By Allan Dowd
VANCOUVER (Reuters) - The party in Vancouver kicked off hours before Canada faced the United States in the men's ice hockey gold medal game on Sunday, with crowds that could grow into the largest celebration the Winter Games has seen so far.
With the game sold out months before anyone knew which teams would be on the ice, hundreds of people - most wearing Canada's red and white colors - lined up outside of bars to watch it on television.
"We invented the game," said Gordy Ford, who explained why he had traveled across Canada from northern Ontario and was willing to wait more than four hours for a prime spot in front of the television.
The crowds that were already forcing transit officials to reroute busses in the morning were expected to grow through the game, which is the last sporting competition before the closing ceremony of the 2010 Olympics.
Officials ordered liquor stores in the city's downtown to close in the early afternoon, hoping to cut down on the number of drunken fans - which was a problem during celebrations early into the Vancouver Games.
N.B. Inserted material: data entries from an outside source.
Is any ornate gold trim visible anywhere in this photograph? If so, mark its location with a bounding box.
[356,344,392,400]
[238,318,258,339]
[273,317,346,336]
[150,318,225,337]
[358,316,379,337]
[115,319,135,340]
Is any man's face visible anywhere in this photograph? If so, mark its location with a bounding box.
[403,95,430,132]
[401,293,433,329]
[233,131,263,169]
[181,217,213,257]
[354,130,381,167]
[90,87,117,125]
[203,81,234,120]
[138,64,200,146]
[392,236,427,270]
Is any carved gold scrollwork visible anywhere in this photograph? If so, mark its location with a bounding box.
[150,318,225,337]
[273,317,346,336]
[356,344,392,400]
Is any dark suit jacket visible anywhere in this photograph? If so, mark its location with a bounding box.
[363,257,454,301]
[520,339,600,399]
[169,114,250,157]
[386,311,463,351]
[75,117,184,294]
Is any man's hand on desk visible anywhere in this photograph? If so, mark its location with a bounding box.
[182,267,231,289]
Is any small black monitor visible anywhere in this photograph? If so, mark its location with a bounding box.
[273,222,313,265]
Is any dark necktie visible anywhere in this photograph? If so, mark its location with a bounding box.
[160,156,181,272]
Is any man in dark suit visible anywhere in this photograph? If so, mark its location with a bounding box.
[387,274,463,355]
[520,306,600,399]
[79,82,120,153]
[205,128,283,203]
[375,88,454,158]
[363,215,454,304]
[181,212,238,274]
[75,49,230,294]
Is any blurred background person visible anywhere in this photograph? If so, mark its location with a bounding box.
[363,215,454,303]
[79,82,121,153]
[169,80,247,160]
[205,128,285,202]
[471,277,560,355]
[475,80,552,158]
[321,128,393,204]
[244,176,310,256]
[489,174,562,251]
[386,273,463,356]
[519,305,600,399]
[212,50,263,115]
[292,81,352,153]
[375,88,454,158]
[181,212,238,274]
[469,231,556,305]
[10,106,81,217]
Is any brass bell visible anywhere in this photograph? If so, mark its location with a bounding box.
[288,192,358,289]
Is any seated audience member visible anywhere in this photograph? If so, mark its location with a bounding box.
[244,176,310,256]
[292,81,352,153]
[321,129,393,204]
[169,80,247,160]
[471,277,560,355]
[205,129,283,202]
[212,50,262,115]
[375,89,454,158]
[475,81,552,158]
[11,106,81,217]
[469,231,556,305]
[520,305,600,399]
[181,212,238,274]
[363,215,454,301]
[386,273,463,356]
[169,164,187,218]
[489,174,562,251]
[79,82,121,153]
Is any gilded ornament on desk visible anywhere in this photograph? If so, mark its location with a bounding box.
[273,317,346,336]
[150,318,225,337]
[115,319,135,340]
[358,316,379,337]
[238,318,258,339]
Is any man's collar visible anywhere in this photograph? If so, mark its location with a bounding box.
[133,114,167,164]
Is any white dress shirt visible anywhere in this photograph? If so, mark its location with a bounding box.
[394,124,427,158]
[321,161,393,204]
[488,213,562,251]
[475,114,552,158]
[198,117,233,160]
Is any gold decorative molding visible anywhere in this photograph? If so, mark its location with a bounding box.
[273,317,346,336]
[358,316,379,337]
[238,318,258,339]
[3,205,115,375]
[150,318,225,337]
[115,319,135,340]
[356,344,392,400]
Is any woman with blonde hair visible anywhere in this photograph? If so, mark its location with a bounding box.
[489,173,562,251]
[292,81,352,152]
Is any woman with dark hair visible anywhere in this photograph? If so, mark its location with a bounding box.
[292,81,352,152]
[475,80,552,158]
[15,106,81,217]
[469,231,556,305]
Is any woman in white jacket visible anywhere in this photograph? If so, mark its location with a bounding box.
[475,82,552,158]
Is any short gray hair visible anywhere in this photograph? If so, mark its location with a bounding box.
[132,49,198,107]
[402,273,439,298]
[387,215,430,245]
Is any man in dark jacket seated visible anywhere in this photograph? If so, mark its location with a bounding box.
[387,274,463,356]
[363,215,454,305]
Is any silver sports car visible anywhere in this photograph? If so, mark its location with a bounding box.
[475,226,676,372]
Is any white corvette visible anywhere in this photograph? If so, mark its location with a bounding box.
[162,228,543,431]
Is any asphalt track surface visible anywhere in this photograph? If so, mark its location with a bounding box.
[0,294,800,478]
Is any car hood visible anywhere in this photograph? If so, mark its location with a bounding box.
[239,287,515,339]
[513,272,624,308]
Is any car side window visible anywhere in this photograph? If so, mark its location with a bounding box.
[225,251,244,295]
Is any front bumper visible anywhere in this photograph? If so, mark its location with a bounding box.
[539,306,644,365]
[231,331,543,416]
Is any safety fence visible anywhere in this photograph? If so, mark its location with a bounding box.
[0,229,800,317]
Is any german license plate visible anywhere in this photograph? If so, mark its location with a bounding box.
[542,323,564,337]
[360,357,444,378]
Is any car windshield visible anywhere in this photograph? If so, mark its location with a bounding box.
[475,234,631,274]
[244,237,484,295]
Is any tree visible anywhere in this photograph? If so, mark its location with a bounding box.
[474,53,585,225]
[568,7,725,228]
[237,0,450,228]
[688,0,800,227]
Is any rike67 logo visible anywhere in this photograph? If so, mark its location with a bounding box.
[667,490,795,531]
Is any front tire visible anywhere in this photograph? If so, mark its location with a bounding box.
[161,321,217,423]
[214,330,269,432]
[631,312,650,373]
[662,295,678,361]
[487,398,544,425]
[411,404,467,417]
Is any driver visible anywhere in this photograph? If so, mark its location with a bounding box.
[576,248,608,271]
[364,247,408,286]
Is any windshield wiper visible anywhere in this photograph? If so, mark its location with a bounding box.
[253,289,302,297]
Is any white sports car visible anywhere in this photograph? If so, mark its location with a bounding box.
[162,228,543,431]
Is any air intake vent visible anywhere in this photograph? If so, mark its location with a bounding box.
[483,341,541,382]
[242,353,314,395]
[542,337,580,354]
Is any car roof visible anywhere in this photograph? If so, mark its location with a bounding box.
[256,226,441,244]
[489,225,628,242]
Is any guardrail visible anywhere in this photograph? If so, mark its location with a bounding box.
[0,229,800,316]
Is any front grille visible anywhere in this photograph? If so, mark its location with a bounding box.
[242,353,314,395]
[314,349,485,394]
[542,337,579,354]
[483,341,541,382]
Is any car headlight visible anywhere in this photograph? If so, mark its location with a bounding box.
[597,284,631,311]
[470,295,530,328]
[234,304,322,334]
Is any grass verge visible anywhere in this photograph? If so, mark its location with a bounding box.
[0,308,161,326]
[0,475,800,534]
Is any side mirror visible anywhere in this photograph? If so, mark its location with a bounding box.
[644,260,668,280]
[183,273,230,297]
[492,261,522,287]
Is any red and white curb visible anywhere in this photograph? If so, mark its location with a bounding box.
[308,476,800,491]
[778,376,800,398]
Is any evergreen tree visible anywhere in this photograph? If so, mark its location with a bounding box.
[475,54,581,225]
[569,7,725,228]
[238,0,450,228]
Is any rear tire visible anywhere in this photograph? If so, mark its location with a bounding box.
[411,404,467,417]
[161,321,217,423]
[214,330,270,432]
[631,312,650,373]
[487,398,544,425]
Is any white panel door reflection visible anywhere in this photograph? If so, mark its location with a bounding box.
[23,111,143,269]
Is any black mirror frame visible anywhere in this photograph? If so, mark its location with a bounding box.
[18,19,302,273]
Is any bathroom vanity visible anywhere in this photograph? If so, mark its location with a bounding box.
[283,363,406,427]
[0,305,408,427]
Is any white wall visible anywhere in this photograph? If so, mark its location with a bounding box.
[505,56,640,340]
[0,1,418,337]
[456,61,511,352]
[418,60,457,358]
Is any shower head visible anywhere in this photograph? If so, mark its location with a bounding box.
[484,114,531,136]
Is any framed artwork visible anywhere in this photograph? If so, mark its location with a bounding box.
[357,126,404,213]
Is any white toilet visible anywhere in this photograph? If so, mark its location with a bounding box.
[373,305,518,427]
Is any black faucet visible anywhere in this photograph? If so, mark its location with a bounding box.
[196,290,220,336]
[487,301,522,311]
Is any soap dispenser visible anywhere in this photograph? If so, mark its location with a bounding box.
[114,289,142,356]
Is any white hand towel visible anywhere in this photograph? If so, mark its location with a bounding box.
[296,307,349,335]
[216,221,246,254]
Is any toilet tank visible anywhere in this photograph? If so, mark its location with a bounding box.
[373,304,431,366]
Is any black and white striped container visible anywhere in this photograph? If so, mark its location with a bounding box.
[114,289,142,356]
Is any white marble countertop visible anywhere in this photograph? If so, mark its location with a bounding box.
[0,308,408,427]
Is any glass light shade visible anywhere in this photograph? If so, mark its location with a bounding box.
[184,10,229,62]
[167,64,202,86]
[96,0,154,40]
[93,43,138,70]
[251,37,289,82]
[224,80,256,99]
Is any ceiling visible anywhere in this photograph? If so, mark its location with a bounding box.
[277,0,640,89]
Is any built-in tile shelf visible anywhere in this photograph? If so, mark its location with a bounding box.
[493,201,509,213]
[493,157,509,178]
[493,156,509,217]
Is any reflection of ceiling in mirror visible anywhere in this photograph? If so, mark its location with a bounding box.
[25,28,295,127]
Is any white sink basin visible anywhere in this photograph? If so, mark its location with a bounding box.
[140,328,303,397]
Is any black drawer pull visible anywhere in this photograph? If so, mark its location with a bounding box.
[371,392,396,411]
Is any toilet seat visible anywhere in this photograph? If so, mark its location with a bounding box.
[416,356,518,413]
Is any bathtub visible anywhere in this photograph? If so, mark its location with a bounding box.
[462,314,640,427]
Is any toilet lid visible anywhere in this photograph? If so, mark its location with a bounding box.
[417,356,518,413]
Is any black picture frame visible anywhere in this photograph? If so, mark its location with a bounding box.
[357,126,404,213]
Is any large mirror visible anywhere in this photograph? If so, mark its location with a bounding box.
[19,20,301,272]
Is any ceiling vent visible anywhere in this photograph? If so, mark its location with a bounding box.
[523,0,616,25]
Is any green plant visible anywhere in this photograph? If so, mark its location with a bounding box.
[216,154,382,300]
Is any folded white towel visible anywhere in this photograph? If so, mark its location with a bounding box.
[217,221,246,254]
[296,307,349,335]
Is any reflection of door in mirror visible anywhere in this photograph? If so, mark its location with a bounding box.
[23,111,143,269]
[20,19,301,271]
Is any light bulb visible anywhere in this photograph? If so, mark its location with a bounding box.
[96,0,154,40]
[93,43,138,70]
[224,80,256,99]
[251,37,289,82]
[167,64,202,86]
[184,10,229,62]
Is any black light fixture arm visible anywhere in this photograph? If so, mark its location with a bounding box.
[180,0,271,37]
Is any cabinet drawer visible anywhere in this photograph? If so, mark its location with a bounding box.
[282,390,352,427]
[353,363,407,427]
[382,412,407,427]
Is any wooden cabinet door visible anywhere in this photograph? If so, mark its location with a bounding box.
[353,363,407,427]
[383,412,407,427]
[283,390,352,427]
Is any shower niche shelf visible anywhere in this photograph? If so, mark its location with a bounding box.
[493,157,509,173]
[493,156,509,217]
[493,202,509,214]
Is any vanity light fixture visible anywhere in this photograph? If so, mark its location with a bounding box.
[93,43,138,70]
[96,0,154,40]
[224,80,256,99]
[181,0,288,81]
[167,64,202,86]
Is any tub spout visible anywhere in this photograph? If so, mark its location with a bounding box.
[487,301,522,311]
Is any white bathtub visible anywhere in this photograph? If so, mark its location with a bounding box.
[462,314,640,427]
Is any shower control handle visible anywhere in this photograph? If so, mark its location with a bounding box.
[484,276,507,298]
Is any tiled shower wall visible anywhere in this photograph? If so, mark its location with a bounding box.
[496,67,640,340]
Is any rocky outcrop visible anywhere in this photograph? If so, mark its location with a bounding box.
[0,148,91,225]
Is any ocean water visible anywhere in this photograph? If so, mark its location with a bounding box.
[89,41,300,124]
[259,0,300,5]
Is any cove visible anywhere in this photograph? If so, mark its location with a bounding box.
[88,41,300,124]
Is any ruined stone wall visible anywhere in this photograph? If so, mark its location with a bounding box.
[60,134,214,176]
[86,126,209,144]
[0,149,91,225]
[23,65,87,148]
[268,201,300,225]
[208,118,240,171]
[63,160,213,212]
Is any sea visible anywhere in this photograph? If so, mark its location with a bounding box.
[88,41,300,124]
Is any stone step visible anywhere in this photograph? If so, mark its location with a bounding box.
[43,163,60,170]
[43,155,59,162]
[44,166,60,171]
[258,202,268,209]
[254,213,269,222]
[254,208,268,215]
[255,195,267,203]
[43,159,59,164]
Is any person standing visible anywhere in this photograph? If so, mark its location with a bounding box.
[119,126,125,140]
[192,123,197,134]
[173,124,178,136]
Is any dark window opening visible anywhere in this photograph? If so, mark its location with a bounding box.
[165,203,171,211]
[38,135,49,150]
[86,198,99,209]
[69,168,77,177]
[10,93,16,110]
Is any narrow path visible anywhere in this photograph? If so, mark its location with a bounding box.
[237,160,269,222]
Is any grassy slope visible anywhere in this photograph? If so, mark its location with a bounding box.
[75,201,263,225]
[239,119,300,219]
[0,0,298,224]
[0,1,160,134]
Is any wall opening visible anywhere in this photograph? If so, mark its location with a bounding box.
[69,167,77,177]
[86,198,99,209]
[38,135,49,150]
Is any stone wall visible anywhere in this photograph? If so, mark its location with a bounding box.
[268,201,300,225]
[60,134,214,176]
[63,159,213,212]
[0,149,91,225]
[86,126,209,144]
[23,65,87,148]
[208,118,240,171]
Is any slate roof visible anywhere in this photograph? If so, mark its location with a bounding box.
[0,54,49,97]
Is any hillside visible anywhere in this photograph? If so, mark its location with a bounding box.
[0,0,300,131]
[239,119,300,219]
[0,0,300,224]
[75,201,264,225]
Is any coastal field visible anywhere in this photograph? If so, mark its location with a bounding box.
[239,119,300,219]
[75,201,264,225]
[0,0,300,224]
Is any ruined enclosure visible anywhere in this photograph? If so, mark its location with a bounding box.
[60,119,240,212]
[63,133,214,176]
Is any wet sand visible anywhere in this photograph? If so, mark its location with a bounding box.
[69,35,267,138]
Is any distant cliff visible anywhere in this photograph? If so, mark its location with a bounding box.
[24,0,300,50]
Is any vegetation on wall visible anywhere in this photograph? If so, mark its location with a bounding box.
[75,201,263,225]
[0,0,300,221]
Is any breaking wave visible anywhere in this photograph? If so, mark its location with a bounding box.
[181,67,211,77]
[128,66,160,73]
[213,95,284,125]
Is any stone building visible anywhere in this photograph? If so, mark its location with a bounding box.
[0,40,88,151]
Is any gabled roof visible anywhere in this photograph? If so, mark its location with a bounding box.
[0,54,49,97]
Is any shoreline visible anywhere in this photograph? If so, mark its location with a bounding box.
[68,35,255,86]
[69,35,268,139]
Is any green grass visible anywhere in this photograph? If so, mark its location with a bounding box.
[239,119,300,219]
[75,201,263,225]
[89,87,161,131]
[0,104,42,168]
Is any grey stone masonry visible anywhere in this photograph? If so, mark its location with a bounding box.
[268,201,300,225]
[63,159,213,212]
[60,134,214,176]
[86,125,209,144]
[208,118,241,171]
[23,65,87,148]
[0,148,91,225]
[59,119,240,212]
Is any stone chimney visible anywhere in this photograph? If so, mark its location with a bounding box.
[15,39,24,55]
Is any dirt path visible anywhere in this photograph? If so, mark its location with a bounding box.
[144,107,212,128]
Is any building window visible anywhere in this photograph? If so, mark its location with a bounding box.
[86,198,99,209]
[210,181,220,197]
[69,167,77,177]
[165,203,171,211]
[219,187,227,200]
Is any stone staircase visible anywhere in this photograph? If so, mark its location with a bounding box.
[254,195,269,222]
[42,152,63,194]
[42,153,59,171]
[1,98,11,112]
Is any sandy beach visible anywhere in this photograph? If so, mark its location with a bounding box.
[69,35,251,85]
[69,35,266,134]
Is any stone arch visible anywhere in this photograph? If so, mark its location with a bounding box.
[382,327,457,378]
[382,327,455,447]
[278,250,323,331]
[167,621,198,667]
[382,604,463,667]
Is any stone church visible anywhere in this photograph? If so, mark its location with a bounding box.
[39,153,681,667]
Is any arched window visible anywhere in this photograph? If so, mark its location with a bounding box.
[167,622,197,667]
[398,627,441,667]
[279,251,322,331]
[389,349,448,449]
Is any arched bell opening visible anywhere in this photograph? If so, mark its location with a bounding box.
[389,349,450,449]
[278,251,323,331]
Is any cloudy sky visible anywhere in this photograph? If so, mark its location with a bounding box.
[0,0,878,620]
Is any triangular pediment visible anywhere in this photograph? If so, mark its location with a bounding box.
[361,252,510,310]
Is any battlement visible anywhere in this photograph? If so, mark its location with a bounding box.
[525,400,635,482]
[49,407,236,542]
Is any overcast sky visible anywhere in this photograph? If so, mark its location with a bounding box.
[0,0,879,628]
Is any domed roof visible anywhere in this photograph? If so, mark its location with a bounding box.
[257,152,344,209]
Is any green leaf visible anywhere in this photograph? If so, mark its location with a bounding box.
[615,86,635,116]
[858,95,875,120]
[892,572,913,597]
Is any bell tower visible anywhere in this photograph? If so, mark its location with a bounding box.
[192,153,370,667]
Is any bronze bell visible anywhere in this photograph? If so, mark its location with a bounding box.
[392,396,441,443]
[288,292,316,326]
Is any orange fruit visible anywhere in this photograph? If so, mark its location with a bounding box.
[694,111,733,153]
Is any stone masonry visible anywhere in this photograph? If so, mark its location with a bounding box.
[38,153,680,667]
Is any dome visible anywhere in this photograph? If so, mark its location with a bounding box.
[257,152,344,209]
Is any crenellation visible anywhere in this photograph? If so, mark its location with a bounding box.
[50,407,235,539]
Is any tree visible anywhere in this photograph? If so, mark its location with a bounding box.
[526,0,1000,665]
While most people were clearly rooting for a Canadian victory, there were also a number of American supporters hoping for a repeat of the U.S. ice hockey win over Canada in the preliminary round.
"We came from the U.S. to conquer the gold," said Keith Butts, from Seattle, who was walking the streets with two friends dressed up as Uncle Sam.
Anti-Olympic protesters, who have largely disappeared since the early days of the Olympics, were also planning to gather in downtown Vancouver as the game drew to a close. According to a protest organizer, the demonstration was to prove they had not gone away.